El feminismo contemporáneo ha puesto nombre a lo que durante siglos fue normalizado, el trabajo no remunerado que sostiene a la sociedad. Margarita Maza Parada fue, sin saberlo, una protagonista de esa historia. Mientras los hombres escribían decretos y dirigían ejércitos, ella garantizaba la continuidad de la vida. Sin ese sostén emocional, logístico y moral, el proyecto liberal habría sido inviable. Pero la historia no suele registrar lo que no se ve.

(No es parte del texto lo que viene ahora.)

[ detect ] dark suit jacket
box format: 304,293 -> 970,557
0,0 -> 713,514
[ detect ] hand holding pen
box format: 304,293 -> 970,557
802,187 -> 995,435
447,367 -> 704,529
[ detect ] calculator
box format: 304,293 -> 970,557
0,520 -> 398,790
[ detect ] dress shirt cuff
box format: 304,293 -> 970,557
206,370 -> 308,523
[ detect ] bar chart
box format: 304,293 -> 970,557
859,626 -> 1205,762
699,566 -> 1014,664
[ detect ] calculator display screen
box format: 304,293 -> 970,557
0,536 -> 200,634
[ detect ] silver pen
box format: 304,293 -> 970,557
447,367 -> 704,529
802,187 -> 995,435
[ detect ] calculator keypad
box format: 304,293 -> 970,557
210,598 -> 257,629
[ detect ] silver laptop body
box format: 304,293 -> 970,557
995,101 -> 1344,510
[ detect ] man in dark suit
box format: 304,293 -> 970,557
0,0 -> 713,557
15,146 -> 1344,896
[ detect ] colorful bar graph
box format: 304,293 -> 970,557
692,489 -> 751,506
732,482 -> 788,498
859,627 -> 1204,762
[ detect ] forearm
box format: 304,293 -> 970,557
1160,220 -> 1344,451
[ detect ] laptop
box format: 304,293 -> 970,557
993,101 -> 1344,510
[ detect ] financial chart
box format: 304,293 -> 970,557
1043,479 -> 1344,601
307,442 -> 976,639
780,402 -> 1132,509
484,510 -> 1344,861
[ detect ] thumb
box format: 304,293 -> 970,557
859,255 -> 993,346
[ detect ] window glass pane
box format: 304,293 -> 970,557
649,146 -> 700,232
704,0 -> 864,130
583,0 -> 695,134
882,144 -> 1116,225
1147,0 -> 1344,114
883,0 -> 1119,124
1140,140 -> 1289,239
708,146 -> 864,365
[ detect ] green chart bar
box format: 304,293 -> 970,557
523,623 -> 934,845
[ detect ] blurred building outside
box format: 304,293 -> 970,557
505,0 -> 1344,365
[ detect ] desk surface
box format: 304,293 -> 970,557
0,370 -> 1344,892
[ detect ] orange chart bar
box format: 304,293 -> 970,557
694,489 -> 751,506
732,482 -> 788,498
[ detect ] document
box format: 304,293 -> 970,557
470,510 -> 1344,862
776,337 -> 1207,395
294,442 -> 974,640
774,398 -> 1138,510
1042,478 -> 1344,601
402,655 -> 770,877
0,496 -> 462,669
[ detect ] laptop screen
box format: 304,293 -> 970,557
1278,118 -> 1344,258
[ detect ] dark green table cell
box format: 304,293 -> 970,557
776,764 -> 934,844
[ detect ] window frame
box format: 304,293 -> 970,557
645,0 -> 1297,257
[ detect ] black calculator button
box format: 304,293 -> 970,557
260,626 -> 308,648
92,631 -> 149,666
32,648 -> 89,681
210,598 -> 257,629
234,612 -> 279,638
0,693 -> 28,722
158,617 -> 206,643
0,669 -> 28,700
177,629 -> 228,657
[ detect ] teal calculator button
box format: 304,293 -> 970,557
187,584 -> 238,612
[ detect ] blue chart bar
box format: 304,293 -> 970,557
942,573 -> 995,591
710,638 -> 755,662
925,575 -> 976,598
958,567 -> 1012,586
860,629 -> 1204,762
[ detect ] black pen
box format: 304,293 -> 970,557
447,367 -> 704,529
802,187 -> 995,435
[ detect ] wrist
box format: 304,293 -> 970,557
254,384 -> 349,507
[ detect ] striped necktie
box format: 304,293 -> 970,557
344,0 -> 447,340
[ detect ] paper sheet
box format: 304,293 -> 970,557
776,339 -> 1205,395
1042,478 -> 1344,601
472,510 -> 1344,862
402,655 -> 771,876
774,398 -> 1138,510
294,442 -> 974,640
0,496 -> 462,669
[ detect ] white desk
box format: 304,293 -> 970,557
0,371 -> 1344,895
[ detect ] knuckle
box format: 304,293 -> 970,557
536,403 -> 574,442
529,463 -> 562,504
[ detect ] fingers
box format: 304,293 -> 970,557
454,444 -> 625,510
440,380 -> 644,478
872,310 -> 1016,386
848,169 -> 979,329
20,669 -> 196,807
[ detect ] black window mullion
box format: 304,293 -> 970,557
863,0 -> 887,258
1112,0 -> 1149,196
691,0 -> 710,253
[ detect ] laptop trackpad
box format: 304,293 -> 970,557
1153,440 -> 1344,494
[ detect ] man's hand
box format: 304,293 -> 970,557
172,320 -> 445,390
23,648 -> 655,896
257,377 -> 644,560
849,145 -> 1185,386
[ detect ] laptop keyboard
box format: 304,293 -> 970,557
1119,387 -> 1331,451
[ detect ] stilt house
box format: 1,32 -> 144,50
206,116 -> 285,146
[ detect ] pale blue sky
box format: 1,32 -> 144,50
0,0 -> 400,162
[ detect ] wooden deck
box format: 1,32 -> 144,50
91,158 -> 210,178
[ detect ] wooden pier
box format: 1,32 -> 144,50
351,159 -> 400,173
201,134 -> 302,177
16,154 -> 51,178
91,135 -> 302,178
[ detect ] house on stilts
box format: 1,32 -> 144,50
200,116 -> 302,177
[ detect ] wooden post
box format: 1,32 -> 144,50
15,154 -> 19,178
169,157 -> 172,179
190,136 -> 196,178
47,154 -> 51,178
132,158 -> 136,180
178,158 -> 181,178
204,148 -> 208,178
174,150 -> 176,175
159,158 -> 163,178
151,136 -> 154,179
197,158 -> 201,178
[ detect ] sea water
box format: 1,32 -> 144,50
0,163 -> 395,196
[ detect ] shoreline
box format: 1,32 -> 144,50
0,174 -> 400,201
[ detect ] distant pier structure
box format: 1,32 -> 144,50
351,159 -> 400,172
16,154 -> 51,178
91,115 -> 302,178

Durante la Guerra de Reforma y la Intervención Francesa, Margarita Maza enfrentó lo que hoy llamaríamos violencia estructural de género. No tuvo derecho a decidir, ni reconocimiento público, ni protección institucional, cargó con la maternidad, el cuidado y el duelo en condiciones extremas, mientras el Estado que se estaba formando no tenía espacio para nombrarla. Esa es una verdad incómoda que sigue vigente: las mujeres han sostenido a la nación sin que la nación las sostenga a ellas.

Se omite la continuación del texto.